1. Unique: OpenAI and Meta are on the point of releasing new synthetic intelligence fashions that they are saying will probably be able to reasoning and planning, key steps in direction of attaining human-level cognition in machines. Meta’s vice-president of AI analysis Joelle Pineau stated the corporate was working “to get these fashions not simply to speak, however really to motive, to plan . . . to have reminiscence.” Learn the total story.

2. China and Russia have pledged to take care of “industrial provide chain stability” simply days after US Treasury secretary Janet Yellen warned Beijing towards supporting Moscow’s conflict effort. Russian overseas minister Sergei Lavrov’s go to to Beijing — which included conferences along with his Chinese language counterpart Wang Yi and President Xi Jinping — provided the newest indicators of the rising partnership between China and Russia.

  • Extra China information: Chinese language anti-corruption authorities are investigating a senior govt at one of many nation’s high army gear suppliers in a new signal of turmoil within the nation’s defence institution.

3. Unique: TikTok employees within the US have been saddled with thousands and thousands of {dollars} in tax liabilities on shares they’re unable to promote, at a time when the Chinese language-owned video-sharing app is battling a possible US ban. ByteDance, the app’s Beijing-based mum or dad, is dealing with a backlash from US staff over its inventory awards programme, in line with interviews with greater than a dozen present and former employees.

4. Imported autos are piling up at European ports amid a slowdown in gross sales and logistical bottlenecks together with the dearth of truck drivers. Port and automobile trade executives have pointed to a pile-up of Chinese language electrical vehicles as one of many main causes of the issue. “Chinese language EV makers are utilizing ports like automobile parks,” stated one automobile provide chain supervisor.
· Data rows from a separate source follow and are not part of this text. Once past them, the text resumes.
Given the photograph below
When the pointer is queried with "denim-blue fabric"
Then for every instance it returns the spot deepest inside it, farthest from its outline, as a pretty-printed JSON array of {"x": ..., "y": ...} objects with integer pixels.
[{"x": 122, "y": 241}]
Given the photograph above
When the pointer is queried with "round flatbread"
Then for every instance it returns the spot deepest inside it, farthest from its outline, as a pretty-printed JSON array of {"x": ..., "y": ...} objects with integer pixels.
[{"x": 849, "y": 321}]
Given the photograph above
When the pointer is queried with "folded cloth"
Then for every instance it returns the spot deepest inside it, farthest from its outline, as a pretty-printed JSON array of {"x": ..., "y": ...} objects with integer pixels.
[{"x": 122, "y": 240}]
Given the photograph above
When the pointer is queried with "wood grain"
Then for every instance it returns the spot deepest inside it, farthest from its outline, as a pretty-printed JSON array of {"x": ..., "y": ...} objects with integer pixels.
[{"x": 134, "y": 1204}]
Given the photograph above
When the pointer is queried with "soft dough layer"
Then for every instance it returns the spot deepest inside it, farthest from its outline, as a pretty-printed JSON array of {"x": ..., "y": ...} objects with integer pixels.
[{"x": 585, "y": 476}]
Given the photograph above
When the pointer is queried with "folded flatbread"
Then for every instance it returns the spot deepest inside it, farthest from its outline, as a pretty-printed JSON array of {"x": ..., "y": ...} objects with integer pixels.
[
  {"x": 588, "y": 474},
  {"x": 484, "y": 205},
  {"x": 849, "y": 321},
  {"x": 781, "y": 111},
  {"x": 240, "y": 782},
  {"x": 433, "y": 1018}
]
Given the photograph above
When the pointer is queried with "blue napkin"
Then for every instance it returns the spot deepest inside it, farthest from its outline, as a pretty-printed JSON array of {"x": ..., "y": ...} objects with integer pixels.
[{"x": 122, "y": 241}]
5. Myanmar’s insurgent forces claimed to have seized a army base close to a key city on the Thailand border, within the newest blow to the ruling army regime that has been shedding floor to opposition teams for months. Some neighbouring nations have known as for a rethink on the right way to cope with the regime, which got here to energy in a 2021 coup, given its weakened place.

Visible story

Pallets of aid sit waiting at Gaza’s border

Vans stuffed with tonnes of help are caught on Gaza’s border because the Palestinian enclave nears famine. Obstructions are legion: bombardment from Israeli forces, insecurity inside Gaza, an absence of safety employees, unpredictable Israeli checks, only a handful of overloaded entry factors, shortages of supply autos, corruption and the numerous miseries of conflict. The FT’s newest visible story traces the every day wrestle to feed Gaza.

We’re additionally studying . . . 

  • Japan’s tremendous practice: There was scoffing in regards to the want for a 500km/h practice in a rustic that’s, by strain of demographics, shrinking and slowing down, writes Leo Lewis.

  • Variety: Stephen Bush explores what a latest photograph of the Arsenal Ladies’s soccer staff can educate us about illustration and success.

  • WeightWatchers: Recasting the corporate for the period of weight-loss jabs is akin to Fb overhauling its social media website for cellular, or Netflix transferring from DVDs to streaming, CEO Sima Sistani argued.

Chart of the day

Nissan and Honda, Japan’s second- and third-largest carmakers (behind Toyota), are planning to mix forces to develop electrical vehicles in a bid to outlive the approaching wave of high-tech, low-cost fashions from China. Kana Inagaki’s newest column examines the unlikely partnership between the rival Japanese carmakers.

Take a break from the information

V-necks have been verboten for so long as most of us can bear in mind, writes Teo van den Broeke. However with menswear runways stuffed with them, celebrities sporting them on the crimson carpet and shops putting them on the coronary heart of their new choices, is the fashion again?